Araştırmaya göre halen sigara kullananların koronavirüsten ölüm riski daha düşükken, geçmişte sigara kullanmış olanlar daha fazla ölüm riski taşıyor. Astım ve diyabet de ölüm riskini artıran sağlık faktörleri arasında bulunuyor. Obezite, demans, karaciğer hastalıkları ve kronik kalp hastalıkları da ölüm riskini artıran faktörler arasında bulunuyor.

SAĞLIK VERİLERİNİN KORUNMASI

Sağlık verilerinin korunmasıyla ilgili hassasiyetin aşılmasında ise koronavirüs döneminde yaşanan bilgi ihtiyacı ve daha önemlisi araştırmacıların seçtiği yöntem gösteriliyor. OpenSafely grubundaki araştırmacılar, hasta bilgilerini kopyalayıp harici sistemlerde analiz etmek yerine, bu bilgileri sistemin kendi içinde anonimize ederek analiz etmeyi tercih ediyorlar. Bilgilerin kopyalanıp dışarıya çıkarılmaması da bilgi koruma ile ilgili tereddütlerin ortadan kaldırılmasına destek vererek, bu çapta bir örneklem oluşturulmasını mümkün kılıyor.

Korona günlerinde bilim üretiminin bir başka özelliği ise, hakemli dergilerde (peer-reviewed journal) yayımlanmayan çalışmaların da sayısının hızla artması. Birçok araştırmacı bulgularını pre-print adı verilen yöntemle, araştırmalara kısa bir editörlük dışında müdahale etmeyen bioRxiv, ChemRxiv veya medRxiv gibi sunucular tarafından yayımlanıyor. Böylece bulguların yayımlanması hem kısa süreler içinde gerçekleşiyor hem de bu bulgulara erişim yüksek ücretli sunucuların tekelinden çıkmış oluyor.

arastirma-ingiltere-de-siyahlarin-ve-yoksullarin-koronavirusten-olme-riski-daha-fazla-737301-1.

Berlin Charité Üniversitesinde araştırmalar yürüten ve hükümete de danışmanlık yapan salgın bilimci Prof. Christian Drosten kamu televizyonu NDR’a yaptığı açıklamada, salgın döneminde pre-print yayımların önemini vurguluyor. Yine aynı üniversitede görev yapan nörobilimci Dr. Gülçin Vardar da BirGün Avrupa’ya hakemli yayınların uzun ve meşakkatli bir süreç anlamına geldiğini, salgın döneminde hızlı bilgi paylaşımına olan ihtiyacın ise pre-print yayınların popülerliğini artırdığını söylüyor.
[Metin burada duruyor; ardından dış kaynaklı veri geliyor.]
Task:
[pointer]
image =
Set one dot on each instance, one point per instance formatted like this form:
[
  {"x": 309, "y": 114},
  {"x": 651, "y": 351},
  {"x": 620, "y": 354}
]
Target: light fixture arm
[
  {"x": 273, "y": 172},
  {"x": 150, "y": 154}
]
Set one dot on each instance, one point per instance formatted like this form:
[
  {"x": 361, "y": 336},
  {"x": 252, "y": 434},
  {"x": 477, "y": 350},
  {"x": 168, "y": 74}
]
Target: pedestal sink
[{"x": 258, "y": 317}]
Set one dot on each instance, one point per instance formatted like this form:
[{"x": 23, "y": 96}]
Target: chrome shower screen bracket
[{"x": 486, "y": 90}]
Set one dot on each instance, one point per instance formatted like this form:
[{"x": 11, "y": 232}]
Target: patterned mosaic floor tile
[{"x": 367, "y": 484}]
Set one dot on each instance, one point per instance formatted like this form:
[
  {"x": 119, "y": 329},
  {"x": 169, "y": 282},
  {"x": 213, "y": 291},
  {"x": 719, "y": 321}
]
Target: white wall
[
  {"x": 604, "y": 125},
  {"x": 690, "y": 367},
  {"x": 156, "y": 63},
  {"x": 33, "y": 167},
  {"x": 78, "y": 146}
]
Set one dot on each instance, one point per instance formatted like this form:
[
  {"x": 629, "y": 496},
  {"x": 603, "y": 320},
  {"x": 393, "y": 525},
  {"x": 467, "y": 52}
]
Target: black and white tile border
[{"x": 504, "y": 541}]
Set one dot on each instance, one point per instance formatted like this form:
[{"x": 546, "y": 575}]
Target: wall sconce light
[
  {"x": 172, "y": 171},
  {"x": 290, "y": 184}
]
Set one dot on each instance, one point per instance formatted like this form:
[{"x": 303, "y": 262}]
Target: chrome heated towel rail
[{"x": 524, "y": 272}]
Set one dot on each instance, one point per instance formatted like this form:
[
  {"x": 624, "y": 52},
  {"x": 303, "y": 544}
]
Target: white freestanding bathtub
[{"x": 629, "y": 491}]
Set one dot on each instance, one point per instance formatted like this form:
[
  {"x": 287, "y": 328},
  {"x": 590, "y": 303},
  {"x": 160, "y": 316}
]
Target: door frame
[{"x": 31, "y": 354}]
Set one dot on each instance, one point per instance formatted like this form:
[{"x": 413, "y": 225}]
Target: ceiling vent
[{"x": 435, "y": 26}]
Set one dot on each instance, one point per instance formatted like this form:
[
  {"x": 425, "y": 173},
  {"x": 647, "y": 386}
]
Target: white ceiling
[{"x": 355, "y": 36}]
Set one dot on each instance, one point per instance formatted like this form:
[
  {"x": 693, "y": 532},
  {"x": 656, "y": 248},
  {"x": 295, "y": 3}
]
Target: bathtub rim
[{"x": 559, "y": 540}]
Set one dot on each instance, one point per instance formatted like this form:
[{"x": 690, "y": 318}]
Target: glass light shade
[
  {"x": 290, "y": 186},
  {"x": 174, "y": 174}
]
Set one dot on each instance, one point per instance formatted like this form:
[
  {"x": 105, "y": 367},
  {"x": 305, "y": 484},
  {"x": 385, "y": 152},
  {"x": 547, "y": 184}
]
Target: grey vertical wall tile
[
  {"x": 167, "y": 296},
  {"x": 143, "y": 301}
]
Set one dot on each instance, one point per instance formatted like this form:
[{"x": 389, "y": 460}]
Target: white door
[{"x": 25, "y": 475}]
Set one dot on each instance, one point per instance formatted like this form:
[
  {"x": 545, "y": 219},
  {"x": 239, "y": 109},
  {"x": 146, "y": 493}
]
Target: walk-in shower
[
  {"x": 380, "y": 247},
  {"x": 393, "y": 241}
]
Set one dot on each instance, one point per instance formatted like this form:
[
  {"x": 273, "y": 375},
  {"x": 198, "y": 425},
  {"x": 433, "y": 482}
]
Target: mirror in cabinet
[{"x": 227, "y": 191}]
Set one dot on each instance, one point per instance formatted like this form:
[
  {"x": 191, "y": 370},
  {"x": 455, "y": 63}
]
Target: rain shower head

DAYANIŞMA VE SOSYAL ADALET

Sosyo-ekonomik etkenlerin yaşam süresi, kalitesi ve sağlık üzerinde önemli etkisi olduğu araştırma ve gözlemlerle sabit. Korona salgını da bu durum için bir istisna oluşturmuyor. Buna paralel olarak sadece salgının kendisinin değil, salgınla mücadele tedbirlerinin de toplumun zayıf bireylerini daha çok etkilediği aşikâr. Toplumsal dayanışma ise salgının hem tıbbi hem de sosyo-ekomonik yükünün adilce paylaşılması anlamına geliyor. Mahalle destek grupları, bağışlar ve çeşitli meslek gruplarına yönelen şükran beyanları kısa vadede dayanışmanın umut verici örneklerini oluşturuyor ve akut problemlerin çözümüne katkı sunuyorlar.

Ancak toplumsal adaletin uzun soluklu olabilmesi için sadece dayanışma değil sosyal devlet kurumlarının güçlendirilmesi ve piyasaların kamu ihtiyaçlarına göre daha fazla düzenlenmesi yönünde siyasi irade gerekiyor.